Take a deeper look into context in React.js – Part 1

Recently I’ve been working with react.js, fluxible and react-router and I need some better understanding of how context works in react.js. I read a good article about the undocumented feature of react.js: context

In short, a context is an object with attributes that are implicitly passed down from an element to all of its children and grandchildren.

To share data/attributes with children components with context, a component defines the attribute names and data types available in the context by defining the attribute childContextTypes. It also need to define getChildContext method that returns the data values of attributes in the context. The keys in childContextTypes must be exactly the same set of keys in the object returned by getChildContext method.

When a child component wants to use data from parent’s context, it must first declare what it wants to use explicitly by defining the attribute contextTypes.
contextTypes is an object specifying the name and type of attributes it want to use.

Deeper look into context

Merged context

Contexts defined in ancestral components are merged for descendant components.

One very important feature that did not get mentioned in the above article is that, child components can access contexts defined by multiple components in the parent tree. For example, if both the parent component and the grandparent component have defined their own context by implementing the childContextTypes attribute and
getChildContext method, the children can access all context defined by it’s parent and grand parents. All it has to do is to declear it by contextTypes.

If the same attribute in the context is defined by both parent and grandparent, the parent will overwrite that attribute and what the child components get is the one defined by the parent component.

Here is the some example code

Contexts are immutable

Context are created at the time a component is created. React will look at what the components is asking for by inspecting the contextTypes attribute, and search the ancestors in the parent tree for matching context values. If all value with matching types are found, the contextTypes attribute is set to null, otherwise, a warning is emitted.
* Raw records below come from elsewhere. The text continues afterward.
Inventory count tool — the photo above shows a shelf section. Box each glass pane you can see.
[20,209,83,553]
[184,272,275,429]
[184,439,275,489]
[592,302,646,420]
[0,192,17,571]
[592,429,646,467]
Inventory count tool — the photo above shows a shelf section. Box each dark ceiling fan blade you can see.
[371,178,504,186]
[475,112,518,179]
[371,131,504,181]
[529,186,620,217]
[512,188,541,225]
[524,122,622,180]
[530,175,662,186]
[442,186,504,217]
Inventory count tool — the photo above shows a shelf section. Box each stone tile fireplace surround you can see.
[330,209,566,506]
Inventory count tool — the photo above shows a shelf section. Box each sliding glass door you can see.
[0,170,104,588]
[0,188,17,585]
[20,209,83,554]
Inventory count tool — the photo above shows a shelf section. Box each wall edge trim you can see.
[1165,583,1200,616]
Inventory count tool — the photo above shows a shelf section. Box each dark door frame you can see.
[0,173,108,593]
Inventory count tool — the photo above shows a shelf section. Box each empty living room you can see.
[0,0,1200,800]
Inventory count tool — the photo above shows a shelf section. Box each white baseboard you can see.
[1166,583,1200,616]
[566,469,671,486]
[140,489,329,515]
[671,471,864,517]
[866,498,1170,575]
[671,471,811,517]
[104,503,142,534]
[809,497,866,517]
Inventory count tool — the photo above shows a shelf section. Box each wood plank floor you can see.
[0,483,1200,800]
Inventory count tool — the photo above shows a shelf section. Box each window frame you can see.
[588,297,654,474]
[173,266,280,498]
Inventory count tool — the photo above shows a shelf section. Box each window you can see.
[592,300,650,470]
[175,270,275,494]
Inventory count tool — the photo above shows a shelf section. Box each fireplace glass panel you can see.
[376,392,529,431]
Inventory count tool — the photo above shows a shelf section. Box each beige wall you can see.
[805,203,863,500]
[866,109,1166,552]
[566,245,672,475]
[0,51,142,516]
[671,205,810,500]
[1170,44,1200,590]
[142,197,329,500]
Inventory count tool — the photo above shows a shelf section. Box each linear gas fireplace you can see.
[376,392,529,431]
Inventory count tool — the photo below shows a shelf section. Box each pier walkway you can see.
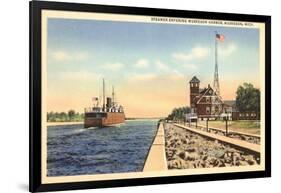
[174,124,260,154]
[143,123,167,172]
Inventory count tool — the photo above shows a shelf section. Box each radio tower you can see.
[213,32,224,96]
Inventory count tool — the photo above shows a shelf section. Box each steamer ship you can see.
[84,79,125,128]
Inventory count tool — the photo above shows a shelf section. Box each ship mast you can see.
[102,78,105,111]
[112,86,115,106]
Modifying the context in the parent component does nothing to the children. You can modify the context in the child component. But this only affects as far as how the context is used inside the child component and there is no sensable reason to do so.

Reusable components

But why can’t we simply share whatever context object of the parent component has with all its children and grandchildren ? Why do we have to declear contextTypes in the child component to get it working ?

Components in react are supposed to be resuable. That means, a component could be rendered in different parent tree with different ansestral components that may or may not come with the required context attributes. It is important to have the context dependencies explicitly declared and provide developers with warnings if those dependencies can not be resolved when a component is put into use in a wrong context.

What should be in the context

React libraries

Let’s see how context is used in some react libraries:

  1. Fluxible adds getStore and executeAction to component context
  2. React-router adds an router object to the context for routing
  3. react-intl adds messages, formats objects and locales string|array to the context for translations and text formating

For a library, context is a good way for sharing data/functionalities in react components without polluting the application business logic.

Application

In an application, a context is a environment your react app runs. Examples are environments variables (browser, os/server environemnt etc) and features.

However, context is actually something should not be abused. Your applications should run regardless what context it is in. To keep your components pure, use props when possible.